There have been several papers that have attempted to reduce the size of AES on FPGAs [ 2124]. The paper [ 25] contains a very nice introductory tutorial of how to optimize the AES circuit for the Spartan 6 FPGA family. FPGAs are reconfigurable hardware devices consisting of configurable logic blocks (CLB). In modern Xilinx FPGAs, each CLB is further subdivided into two slices that each contains four lookup tables (LUTs), eight registers and additional carry logic [ 26]. Each LUT can be used either to design one 6 variable Boolean function or two $$5\times 1$$ Boolean functions provided they are defined on the same input variables.
It is easy to see that an optimal FPGA implementation of the AES S-box requires 32 LUTs in eight slices, as each of its eight coordinate functions is an 8-to-1 mapping.
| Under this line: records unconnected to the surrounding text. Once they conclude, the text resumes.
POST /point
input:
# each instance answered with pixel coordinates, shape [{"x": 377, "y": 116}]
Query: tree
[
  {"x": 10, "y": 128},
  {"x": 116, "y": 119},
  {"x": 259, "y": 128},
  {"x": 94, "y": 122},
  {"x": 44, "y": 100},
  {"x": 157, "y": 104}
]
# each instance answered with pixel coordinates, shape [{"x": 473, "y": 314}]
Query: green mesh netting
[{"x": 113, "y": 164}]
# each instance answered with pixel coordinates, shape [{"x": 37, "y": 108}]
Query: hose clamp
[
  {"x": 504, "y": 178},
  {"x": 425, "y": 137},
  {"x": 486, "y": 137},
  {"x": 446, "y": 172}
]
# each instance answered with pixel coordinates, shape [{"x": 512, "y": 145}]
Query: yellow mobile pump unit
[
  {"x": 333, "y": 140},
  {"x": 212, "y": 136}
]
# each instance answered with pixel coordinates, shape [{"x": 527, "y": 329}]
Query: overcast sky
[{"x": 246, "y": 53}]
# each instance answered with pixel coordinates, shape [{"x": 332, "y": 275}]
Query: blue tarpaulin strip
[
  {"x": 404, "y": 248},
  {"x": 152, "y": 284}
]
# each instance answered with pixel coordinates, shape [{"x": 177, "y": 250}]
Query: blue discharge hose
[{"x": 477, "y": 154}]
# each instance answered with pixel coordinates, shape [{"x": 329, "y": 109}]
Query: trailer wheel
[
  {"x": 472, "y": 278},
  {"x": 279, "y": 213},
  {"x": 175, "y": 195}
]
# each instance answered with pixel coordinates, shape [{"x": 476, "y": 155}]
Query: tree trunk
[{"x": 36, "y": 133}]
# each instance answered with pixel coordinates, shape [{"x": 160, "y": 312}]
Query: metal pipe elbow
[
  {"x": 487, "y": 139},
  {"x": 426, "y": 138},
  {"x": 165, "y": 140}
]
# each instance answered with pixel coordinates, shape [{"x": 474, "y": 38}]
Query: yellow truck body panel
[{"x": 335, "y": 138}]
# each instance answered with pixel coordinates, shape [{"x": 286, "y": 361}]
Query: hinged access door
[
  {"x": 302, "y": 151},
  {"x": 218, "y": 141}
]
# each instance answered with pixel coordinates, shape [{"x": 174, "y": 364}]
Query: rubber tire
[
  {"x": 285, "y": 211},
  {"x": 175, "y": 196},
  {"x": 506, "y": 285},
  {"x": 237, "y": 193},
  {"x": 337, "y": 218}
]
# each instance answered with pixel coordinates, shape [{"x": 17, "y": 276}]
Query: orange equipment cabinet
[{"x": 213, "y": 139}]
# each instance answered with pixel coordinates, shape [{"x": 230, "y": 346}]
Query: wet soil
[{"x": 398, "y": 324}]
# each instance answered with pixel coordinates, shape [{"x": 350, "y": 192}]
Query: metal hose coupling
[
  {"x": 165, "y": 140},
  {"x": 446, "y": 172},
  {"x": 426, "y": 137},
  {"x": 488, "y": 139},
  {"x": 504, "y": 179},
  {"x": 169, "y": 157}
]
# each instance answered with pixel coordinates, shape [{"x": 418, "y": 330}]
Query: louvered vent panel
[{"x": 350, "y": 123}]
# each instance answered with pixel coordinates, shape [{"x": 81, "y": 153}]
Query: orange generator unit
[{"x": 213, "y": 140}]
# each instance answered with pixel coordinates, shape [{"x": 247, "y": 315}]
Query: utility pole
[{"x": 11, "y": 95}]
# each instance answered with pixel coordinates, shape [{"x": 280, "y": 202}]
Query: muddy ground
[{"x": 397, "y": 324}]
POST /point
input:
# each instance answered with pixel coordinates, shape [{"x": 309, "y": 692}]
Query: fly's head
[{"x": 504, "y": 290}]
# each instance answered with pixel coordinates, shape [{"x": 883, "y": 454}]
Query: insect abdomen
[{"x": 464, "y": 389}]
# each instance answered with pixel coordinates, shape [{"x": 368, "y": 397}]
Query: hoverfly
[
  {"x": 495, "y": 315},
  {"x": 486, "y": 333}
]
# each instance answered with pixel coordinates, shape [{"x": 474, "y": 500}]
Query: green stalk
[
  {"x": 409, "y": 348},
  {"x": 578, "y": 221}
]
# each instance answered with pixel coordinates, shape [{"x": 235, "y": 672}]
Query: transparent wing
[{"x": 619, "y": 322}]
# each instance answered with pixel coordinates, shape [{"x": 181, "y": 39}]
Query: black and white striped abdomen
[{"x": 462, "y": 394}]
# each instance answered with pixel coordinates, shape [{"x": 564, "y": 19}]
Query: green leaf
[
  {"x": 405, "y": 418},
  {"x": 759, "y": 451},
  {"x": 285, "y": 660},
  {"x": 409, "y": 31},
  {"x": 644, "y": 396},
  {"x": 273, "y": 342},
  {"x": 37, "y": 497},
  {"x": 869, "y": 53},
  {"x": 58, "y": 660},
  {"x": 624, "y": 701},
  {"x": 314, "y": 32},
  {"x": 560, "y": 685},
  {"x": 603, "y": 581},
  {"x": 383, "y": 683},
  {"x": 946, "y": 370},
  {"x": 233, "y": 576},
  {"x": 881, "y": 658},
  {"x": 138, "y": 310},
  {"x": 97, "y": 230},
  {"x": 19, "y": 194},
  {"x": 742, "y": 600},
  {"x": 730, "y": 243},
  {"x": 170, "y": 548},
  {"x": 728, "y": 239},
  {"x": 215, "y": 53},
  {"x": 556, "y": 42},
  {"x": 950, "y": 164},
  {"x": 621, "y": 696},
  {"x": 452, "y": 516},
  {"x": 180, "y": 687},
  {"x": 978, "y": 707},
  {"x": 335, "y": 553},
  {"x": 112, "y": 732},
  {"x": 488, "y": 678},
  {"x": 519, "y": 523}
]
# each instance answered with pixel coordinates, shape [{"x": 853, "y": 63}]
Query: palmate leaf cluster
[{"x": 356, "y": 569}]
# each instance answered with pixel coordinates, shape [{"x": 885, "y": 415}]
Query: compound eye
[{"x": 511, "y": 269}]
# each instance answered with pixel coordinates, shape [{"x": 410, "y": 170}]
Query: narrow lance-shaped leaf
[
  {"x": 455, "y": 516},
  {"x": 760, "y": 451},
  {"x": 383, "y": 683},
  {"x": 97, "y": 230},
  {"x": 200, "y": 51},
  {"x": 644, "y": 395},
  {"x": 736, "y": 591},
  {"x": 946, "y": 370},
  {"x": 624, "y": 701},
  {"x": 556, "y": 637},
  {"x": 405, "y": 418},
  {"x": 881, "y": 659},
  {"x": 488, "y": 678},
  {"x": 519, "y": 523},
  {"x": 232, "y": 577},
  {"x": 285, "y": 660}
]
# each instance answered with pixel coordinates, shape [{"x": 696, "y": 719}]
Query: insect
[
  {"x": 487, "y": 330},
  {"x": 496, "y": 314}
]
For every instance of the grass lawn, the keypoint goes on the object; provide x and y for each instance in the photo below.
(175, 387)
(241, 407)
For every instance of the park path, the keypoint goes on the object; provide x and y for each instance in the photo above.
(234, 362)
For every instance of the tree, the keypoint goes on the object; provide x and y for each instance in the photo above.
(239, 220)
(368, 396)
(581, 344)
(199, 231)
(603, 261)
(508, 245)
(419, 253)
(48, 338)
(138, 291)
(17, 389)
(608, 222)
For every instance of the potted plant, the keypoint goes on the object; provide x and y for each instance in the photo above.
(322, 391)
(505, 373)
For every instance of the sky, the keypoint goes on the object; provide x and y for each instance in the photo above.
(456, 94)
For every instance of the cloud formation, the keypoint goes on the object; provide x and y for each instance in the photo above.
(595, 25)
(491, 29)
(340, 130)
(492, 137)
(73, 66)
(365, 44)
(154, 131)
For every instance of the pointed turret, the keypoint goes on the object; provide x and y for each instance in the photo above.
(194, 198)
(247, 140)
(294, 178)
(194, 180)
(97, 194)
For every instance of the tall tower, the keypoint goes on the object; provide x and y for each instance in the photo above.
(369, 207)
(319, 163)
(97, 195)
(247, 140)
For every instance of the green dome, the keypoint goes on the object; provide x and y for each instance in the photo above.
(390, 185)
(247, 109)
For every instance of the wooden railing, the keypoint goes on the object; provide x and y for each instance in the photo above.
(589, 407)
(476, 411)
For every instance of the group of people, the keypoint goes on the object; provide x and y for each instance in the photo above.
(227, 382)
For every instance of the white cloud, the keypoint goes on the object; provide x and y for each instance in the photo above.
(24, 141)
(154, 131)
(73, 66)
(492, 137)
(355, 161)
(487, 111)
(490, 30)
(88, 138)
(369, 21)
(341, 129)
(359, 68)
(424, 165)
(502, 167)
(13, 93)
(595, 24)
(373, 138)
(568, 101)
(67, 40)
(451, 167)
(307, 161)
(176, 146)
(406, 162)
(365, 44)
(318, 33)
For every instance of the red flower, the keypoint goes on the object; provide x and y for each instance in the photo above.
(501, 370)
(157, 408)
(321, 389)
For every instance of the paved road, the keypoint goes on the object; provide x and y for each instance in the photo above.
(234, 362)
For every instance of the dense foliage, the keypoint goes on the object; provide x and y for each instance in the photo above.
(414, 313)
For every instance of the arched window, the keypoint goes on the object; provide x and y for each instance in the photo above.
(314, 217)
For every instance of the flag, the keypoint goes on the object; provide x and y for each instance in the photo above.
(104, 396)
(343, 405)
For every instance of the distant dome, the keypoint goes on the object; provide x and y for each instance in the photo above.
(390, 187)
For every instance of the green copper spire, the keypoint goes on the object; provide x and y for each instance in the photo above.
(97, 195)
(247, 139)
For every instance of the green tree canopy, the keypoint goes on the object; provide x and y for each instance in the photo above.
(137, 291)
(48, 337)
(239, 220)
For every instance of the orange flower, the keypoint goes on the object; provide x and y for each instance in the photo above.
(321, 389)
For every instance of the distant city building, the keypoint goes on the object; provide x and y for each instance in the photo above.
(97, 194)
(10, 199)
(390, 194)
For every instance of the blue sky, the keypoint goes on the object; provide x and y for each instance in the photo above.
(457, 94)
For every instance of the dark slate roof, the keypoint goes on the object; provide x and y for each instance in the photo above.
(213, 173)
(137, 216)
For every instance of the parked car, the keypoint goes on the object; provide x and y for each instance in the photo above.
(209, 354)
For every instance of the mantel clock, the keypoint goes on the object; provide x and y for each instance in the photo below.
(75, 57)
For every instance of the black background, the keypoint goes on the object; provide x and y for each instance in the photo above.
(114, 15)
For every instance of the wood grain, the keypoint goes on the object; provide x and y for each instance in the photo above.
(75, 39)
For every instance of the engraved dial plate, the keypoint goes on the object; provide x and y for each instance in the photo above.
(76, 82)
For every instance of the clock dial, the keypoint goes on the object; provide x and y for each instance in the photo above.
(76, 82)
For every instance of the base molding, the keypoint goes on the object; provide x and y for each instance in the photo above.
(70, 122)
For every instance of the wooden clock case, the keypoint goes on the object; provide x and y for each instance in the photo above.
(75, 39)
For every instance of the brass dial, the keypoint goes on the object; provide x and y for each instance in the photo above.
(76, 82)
Each 8-bit Boolean function requires four 6-to-1 LUTs to construct, and hence, the result follows. It was pointed out in [ 25] that there was no obvious way to reduce this number, as every linear combination of coordinate functions maintains the maximal algebraic degree of seven and depends on all eight input bits. Most of the area-optimized AES S-boxes in ASIC that are reported in the literature (i.e., the S-box of Maximov/Ekdahl that we use or the Canright S-box [ 27]) are not suited for FPGA implementation on Spartan 6 devices as they use tower field decomposition of $$GF(2^8)$$. As a result, they perform a lot of operations on GF(2)/ GF(4) that lead to under-utilization of the 6-to-1 LUTs.
In [ 25], the authors found an ingenious way to fit the S-box in less number of slices. It is well known that the if the input byte is interpreted as an element of $$GF(2^8)$$ represented in the polynomial basis $$x^8+x^4+x^3+x+1$$, then the AES S-box can be expressed as the inverse function $$x^{254}$$ followed by an affine mapping. However, if the input is represented in any normal basis $$\beta ,\beta ^2,\beta ^{2^2},\ldots ,\beta ^{2^7}$$, then each coordinate of $$x^{254}$$ can be computed by applying the same function $$S^*$$ over bit-rotated versions of the input. So to compute the S-box, we would need the following:
a:
An implementation of the 8-bit Boolean function $$S^*$$, which requires four 6-to-1 LUTs and therefore one slice.

b:
A logic circuit p2n to change the input from the polynomial to a suitable normal basis. This is an 8-to-8 linear function.

c:
A logic circuit n2p to change the output from the normal to the polynomial basis and compute the subsequent affine map. This is another 8-to-8 linear function.

d:
A rotating register R1 that rotates the output of p2n that is input to $$S^*$$ to compute each coordinate of the inverse function, and another rotating register R2 that stores this output.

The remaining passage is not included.